Et Syme cherchait comment il pourrait bien entamer la conversation avec le vieux professeur, quand celui-ci lui adressa la parole. Sans le moindre préambule, avant que Syme eût formulé la question diplomatique qu’il venait enfin de trouver :

— Êtes-vous un policeman ? lui demanda le vieil anarchiste.

Si prêt à tout que fût Syme, il ne pouvait s’attendre à une telle question, si directe, si brutale. Malgré toute sa présence d’esprit, il ne trouva sur le moment rien de mieux que de répéter, en éclatant de rire, d’un rire forcé :

— Un policeman ! Un policeman !

Et il continuait de rire. Puis il reprit :

— Qu’y a-t-il donc en moi qui vous fasse penser à un policeman ?

— C’est très simple, dit le professeur, avec insistance, vous avez l’air d’un policeman. Je l’ai vu tout de suite et je le vois encore.

— Aurais-je pris par erreur, en quittant le restaurant, le chapeau d’un policeman ? Porté-je quelque part sur moi un numéro ? Mes chaussures ont-elles cette physionomie vigilante qui caractérise celles de policiers ? Pourquoi serais-je un policeman ? Pourquoi ne serais-je pas plutôt un facteur ?

Le vieux professeur branlait la tête avec une gravité désespérante. Syme reprit, sur un ton d’ironie fébrile :

— Peut-être certaines finesses de votre philosophie teutonique m’échappent-elles ? Peut-être, dans votre esprit, « policeman » est-il un terme tout relatif ? Du point de vue de l’évolution, monsieur, le singe se transforme en policeman par des degrés si insensibles, que je n’aurai sans doute pas perçu toutes ces délicates nuances. Le singe est le policeman qui sera peut-être un jour. La vieille fille de Clapham Common est peut-être le policeman qu’elle aurait pu être. Peu m’importe si j’ai l’aspect du policeman que j’aurais pu être.
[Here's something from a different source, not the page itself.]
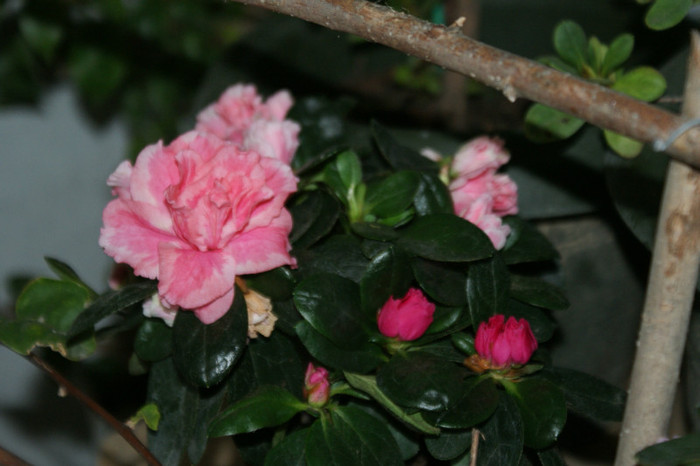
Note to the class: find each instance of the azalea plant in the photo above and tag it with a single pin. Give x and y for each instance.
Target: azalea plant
(323, 302)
Peu m’importe d’être quoi que ce soit selon la philosophie allemande…

— Êtes-vous au service de la police ? interrogea froidement le vieillard, qui n’avait pas même écouté les plaisanteries improvisées et désespérées de Syme. Êtes-vous un détective ?

Le cœur de Syme cessa de battre, mais son visage ne changea pas d’expression.

— Votre supposition est ridicule, dit-il, pourquoi, jamais ?…

Le vieillard frappa de sa main paralysée la table bancale, qui chancela.

— Vous avez entendu ma question, espion trembleur ! fit-il d’une voix rauque : êtes-vous un détective, oui ou non ?

— Non ! répondit Syme, avec l’accent d’un homme qui serait sur le point d’être pendu.

— Vous le jurez ? dit le vieillard en s’accoudant sur la table, et son regard prit soudain une intensité menaçante. Vous le jurez ?

Syme se taisait.

— Le jurez-vous ? répéta le professeur. Si vous vous parjurez, savez-vous que vous serez damné ? Savez-vous que le diable dansera à votre enterrement ? Savez-vous que le grand cauchemar vous attend déjà au bord de votre tombe ? Pas d’erreur entre nous, n’est-ce pas ! Vous êtes bien un anarchiste ! Vous êtes bien un dynamiteur et non pas un détective ! Vous n’appartenez en aucune façon à la police britannique !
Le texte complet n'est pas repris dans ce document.